Saturday, October 11, 2008

chew 'em up, spit 'em out...

Failed SAM tests all day. When I checked the logs they'd all run on
node006. Logged in and...

Oct 11 16:58:40 node006 smartd[3163]: Device: /dev/hda, 1 Currently unreadable (pending) sectors
Oct 11 17:28:40 node006 smartd[3163]: Device: /dev/hda, 1 Currently unreadable (pending) sectors
Oct 11 17:58:41 node006 smartd[3163]: Device: /dev/hda, 1 Currently unreadable (pending) sectors
Oct 11 18:00:14 node006 pbs_mom: Invalid argument (22) in mem_sum, 5754: get_proc_stat
Oct 11 18:13:23 node006 pbs_mom: Invalid argument (22) in resi_sum, 8121: get_proc_stat
Oct 11 18:28:40 node006 smartd[3163]: Device: /dev/hda, 1 Currently unreadable (pending) sectors
Oct 11 18:58:40 node006 smartd[3163]: Device: /dev/hda, 1 Currently unreadable (pending) sectors
Oct 11 19:28:40 node006 smartd[3163]: Device: /dev/hda, 1 Currently unreadable (pending) sectors
Oct 11 19:44:32 node006 pbs_mom: Invalid argument (22) in resi_sum, 9482: get_proc_stat

Took it offline and immediately we're back.

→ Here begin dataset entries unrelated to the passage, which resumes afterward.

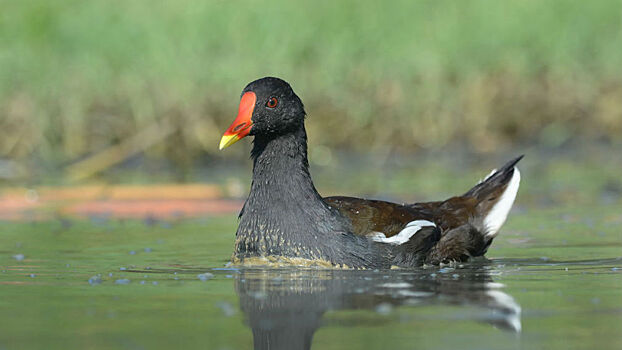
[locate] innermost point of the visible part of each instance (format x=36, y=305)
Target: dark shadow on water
x=284, y=307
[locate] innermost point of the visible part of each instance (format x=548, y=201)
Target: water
x=553, y=281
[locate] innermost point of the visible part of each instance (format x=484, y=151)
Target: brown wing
x=369, y=216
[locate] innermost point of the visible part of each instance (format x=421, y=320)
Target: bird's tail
x=495, y=195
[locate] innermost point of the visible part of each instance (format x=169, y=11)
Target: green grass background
x=78, y=77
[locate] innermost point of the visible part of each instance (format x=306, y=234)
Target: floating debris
x=227, y=309
x=396, y=285
x=384, y=308
x=205, y=276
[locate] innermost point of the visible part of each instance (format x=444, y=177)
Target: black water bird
x=285, y=218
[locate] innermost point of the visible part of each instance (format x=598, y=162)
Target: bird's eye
x=272, y=102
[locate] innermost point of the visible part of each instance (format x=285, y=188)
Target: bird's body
x=285, y=217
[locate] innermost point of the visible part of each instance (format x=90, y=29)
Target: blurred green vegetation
x=112, y=79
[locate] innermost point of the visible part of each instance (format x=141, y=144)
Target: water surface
x=552, y=281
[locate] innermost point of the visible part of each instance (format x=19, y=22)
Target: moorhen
x=285, y=219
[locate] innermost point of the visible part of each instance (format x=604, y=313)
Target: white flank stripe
x=404, y=235
x=496, y=217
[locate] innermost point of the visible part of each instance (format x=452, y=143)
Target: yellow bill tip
x=228, y=140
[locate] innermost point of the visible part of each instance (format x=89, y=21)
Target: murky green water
x=553, y=281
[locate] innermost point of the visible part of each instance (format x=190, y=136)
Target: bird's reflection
x=284, y=308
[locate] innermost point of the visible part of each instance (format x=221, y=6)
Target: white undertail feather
x=404, y=235
x=497, y=215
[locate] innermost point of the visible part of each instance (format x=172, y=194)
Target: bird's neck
x=284, y=214
x=281, y=171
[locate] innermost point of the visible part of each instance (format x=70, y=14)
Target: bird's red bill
x=241, y=126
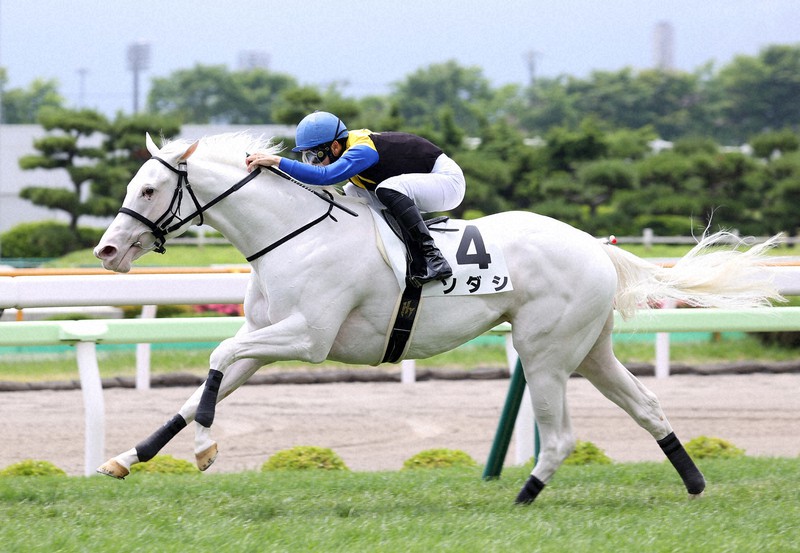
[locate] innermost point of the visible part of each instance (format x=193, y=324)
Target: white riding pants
x=440, y=190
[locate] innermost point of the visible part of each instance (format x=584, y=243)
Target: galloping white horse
x=320, y=289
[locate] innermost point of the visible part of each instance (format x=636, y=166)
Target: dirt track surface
x=376, y=426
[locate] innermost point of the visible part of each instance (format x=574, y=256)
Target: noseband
x=164, y=225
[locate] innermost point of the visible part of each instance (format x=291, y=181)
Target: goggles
x=315, y=156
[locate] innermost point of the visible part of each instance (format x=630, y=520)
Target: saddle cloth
x=479, y=266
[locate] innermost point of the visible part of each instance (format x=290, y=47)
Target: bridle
x=161, y=227
x=164, y=225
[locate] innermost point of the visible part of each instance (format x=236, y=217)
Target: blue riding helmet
x=318, y=128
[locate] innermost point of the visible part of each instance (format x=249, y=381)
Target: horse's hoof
x=207, y=457
x=114, y=469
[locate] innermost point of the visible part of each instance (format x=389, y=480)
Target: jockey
x=407, y=173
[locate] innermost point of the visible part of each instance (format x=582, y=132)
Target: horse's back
x=539, y=245
x=559, y=275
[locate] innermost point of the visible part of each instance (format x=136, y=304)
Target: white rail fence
x=153, y=289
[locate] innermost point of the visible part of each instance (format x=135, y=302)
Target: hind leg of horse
x=607, y=374
x=548, y=395
x=119, y=466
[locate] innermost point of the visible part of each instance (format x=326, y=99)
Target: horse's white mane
x=228, y=147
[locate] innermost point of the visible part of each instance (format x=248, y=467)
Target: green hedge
x=47, y=239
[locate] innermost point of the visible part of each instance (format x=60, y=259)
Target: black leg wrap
x=148, y=448
x=529, y=491
x=208, y=401
x=692, y=477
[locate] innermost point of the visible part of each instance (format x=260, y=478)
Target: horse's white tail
x=728, y=278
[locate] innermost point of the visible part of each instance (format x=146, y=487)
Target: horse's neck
x=261, y=212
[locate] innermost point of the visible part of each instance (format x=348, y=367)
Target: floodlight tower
x=138, y=60
x=664, y=46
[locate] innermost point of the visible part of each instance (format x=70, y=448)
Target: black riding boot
x=427, y=262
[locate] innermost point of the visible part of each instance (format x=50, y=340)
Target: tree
x=67, y=148
x=125, y=149
x=21, y=106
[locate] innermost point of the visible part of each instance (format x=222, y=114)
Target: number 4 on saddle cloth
x=478, y=264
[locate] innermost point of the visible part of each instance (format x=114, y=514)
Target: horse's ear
x=189, y=151
x=151, y=146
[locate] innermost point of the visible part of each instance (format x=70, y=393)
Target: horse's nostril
x=106, y=252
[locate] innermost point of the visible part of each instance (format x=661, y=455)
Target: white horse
x=325, y=291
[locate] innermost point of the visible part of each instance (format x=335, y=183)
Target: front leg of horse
x=288, y=340
x=119, y=466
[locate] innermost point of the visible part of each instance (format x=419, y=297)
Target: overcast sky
x=370, y=44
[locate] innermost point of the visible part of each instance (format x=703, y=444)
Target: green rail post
x=516, y=388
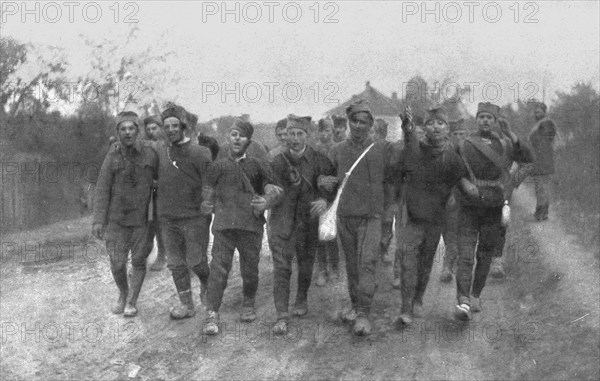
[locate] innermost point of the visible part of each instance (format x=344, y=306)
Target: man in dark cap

It's just amazing that one bad node in 142 can kill off a whole site for SAM... it took out 3626 jobs in less than 12 hours.

This is really torque's fault - it should have a bad node sensor at the batch system level.

(As an aside it didn't affect ATLAS production at all, because if a node is so bad that the pilot doesn't start then it never pulls in a real job.)

1 comment:

Craig Macdonald said...

Torque supports node health checks. Not sure how you would detect a failing disk though from a shell script.